Determination of the specificity in PMB formation.

In order to determine whether the ability to form PMB is specific to Candida spp., we formed biofilms containing either C. tropicalis, C. albicans, T. inkin, or S. fibuligera mixed with E. coli and S. marcescens. Biofilms were assessed using confocal scanning laser microscopy (CSLM) as described previously by our group (41). Biofilm thickness by CSLM was measured using a multitrack (dual-channel) mode, acquiring images at regular optical intervals across the depth of the biofilms to create z-stacks. In addition, a series of optical sections were captured in the xy plane throughout the biofilm specimen. LSM510 Browser microscope software was used to conceive 3D-reconstructed top-down images. Experiments were performed in triplicate, and the results are expressed as the mean ± standard deviation (SD).

Effect of probiotic filtrate on Candida germination.
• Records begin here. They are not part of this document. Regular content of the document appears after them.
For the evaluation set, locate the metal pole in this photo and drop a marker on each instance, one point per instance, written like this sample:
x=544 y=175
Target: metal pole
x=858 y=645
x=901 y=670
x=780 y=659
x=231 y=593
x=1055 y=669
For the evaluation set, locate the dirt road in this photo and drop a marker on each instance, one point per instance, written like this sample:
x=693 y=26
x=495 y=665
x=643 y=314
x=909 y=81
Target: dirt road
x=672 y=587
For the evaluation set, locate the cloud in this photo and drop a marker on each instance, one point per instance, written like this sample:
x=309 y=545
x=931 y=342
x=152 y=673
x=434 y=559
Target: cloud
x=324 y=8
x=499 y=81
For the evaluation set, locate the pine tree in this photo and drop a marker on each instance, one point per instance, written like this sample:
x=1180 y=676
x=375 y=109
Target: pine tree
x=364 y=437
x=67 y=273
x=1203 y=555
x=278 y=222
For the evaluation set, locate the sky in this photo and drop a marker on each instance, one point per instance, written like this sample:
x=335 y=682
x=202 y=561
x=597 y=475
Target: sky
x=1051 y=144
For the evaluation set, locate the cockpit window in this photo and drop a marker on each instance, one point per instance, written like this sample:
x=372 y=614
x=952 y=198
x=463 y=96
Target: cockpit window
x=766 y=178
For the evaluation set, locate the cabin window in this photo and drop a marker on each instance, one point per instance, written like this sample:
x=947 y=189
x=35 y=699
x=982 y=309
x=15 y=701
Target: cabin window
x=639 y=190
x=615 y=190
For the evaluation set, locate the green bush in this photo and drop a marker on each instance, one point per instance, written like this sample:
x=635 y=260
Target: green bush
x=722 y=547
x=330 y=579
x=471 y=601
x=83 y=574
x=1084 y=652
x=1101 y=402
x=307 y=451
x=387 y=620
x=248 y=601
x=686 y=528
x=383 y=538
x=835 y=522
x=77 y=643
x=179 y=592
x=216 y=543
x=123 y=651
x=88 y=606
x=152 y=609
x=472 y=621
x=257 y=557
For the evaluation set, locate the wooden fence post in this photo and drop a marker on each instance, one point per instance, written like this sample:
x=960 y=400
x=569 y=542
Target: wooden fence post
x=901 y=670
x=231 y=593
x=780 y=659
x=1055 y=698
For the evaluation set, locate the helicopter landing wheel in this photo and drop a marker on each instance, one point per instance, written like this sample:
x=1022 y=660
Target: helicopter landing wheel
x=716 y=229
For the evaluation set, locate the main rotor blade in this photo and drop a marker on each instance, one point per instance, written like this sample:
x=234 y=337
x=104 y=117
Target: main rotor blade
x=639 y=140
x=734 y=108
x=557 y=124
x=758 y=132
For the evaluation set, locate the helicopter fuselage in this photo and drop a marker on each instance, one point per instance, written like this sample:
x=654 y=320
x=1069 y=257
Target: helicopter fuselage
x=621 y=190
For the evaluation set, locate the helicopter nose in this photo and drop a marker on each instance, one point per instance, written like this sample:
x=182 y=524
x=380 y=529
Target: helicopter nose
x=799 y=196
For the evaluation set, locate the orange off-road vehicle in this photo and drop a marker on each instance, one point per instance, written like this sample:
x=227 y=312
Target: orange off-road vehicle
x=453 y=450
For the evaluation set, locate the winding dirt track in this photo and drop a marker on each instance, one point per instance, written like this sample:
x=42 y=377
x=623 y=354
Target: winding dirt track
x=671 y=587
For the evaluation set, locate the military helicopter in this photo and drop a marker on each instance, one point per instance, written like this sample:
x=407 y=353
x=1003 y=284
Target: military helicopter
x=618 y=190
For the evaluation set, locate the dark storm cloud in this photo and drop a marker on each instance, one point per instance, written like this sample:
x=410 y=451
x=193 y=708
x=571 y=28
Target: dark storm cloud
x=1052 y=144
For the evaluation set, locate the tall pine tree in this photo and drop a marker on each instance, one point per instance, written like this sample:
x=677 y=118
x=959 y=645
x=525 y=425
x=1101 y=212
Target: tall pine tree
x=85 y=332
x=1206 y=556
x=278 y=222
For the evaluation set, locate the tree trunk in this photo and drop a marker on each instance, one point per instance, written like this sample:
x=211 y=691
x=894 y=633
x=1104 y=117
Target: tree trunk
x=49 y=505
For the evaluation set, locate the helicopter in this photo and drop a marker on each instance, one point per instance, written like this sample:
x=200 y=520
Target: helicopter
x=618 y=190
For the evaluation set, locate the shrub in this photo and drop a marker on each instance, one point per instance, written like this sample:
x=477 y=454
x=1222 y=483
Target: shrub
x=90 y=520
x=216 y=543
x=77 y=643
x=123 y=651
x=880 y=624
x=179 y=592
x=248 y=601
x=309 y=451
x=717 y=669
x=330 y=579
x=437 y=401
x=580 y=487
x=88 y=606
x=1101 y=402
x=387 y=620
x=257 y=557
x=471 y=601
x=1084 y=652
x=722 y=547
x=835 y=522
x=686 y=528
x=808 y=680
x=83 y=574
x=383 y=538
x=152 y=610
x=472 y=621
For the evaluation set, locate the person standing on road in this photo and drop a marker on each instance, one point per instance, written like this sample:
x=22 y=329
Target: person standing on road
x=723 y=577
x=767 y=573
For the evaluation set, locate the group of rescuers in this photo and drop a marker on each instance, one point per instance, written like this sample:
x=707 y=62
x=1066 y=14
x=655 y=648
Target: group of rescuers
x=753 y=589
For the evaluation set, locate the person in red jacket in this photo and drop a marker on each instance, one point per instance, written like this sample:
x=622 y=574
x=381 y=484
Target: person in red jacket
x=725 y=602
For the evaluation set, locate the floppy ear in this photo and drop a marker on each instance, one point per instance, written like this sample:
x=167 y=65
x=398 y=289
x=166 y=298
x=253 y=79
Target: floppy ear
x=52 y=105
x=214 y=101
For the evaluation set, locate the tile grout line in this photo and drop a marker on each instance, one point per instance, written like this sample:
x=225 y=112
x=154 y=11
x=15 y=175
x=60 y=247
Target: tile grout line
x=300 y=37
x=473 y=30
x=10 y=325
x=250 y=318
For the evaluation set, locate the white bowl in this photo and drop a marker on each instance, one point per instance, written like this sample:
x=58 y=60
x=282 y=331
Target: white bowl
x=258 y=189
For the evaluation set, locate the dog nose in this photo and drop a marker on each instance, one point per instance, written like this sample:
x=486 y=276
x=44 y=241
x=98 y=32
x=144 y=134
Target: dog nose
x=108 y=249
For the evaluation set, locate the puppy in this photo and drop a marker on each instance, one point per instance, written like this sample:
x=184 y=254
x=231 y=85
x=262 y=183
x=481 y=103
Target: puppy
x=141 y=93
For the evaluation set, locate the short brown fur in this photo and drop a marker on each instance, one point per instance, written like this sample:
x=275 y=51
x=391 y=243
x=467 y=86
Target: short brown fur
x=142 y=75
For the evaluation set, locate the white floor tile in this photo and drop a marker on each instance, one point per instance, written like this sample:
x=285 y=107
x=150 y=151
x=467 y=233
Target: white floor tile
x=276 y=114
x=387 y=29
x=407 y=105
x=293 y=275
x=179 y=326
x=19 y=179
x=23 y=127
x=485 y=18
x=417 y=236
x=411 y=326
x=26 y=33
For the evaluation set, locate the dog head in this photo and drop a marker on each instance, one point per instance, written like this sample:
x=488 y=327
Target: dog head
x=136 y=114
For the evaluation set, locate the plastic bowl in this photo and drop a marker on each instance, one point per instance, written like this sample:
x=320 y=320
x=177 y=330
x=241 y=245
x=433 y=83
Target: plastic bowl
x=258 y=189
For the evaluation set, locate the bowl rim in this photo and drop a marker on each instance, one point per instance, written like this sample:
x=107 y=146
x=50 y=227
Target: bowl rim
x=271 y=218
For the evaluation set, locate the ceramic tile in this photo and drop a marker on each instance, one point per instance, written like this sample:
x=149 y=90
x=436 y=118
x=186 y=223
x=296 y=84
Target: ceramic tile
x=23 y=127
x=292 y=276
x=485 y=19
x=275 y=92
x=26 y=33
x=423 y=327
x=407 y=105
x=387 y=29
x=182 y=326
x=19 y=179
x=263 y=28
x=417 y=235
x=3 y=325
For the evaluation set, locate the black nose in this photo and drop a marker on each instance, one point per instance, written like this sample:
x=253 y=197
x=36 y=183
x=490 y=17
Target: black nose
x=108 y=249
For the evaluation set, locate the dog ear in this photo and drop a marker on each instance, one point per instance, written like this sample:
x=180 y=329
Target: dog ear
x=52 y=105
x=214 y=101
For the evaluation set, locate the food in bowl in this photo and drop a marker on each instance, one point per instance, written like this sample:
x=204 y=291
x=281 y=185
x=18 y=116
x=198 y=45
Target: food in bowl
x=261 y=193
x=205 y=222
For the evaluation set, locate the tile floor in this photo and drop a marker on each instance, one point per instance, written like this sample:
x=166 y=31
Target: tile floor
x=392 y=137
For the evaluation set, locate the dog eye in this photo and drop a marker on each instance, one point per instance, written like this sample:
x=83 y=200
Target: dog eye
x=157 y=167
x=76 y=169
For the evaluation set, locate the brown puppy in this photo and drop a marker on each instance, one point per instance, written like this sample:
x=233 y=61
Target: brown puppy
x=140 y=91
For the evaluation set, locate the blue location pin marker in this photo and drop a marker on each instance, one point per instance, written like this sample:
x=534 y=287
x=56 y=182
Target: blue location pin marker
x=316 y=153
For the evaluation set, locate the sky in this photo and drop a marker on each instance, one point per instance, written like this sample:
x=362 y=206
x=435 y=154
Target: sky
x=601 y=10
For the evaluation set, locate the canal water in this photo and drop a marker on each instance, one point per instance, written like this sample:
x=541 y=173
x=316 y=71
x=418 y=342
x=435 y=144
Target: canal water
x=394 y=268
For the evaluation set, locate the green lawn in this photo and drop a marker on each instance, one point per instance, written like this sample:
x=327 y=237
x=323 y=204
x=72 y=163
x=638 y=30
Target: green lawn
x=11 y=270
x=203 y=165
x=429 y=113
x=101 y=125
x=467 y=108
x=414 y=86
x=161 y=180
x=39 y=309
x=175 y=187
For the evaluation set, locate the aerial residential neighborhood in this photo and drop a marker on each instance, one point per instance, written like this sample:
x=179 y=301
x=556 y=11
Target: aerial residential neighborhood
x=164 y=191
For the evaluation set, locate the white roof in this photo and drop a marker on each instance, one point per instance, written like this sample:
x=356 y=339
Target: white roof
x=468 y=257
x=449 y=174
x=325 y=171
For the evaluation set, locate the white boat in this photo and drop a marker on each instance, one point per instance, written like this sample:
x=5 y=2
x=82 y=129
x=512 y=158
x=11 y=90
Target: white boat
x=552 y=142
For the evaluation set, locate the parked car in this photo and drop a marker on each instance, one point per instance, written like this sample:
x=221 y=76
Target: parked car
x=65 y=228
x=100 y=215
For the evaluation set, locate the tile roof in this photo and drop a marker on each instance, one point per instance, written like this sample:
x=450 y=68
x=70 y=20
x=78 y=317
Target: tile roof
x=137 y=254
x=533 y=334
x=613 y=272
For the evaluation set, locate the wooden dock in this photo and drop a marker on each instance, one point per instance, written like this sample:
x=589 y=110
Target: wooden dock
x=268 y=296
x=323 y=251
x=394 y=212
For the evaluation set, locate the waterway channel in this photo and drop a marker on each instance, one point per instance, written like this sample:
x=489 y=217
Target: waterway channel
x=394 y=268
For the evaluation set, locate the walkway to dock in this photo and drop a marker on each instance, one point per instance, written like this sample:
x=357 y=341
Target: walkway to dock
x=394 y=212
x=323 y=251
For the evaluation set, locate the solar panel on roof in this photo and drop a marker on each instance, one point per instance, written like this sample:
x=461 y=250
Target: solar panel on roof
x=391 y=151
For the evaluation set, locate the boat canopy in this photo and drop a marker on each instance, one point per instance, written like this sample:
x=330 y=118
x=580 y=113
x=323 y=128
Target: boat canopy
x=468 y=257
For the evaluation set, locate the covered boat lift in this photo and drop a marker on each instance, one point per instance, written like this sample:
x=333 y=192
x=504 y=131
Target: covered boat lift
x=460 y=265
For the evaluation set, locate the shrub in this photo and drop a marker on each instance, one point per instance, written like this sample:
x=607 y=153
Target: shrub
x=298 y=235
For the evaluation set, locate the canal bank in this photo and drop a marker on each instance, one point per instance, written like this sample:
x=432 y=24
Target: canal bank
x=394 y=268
Since the ability of Candida spp. to germinate is a virulence determinant, we evaluated the effect of the probiotic strains to inhibit germ tube formation. Briefly, C. albicans cells were grown in YNB medium for 18 to 20 h, washed three times with HBSS, and adjusted to a concentration of 5 × 105 blastospores/ml in fetal bovine serum. Probiotic filtrate was next added to the cell suspension, and tubes were incubated at 37°C for 2 h. Cells with no probiotic filtrate were used as untreated controls. At time zero and at 30-min intervals for 2 h, tubes were removed and vortexed, and 10 µl of the cell suspension was transferred from each time point to a hemocytometer to count the cells with germ tubes. The percentage of germinated cells (defined as a germ tube length greater than or equal to the diameter of a blastospore) per total number of cells was calculated for each time point. Additionally, cells at each time point were observed with CSLM.

Statistical analyses.

Statistical analyses for all data were performed using the GraphPad Prism 6 software. Probiotic-treated groups were compared to control untreated groups using unpaired t tests. A P value of <0.05 was considered significant.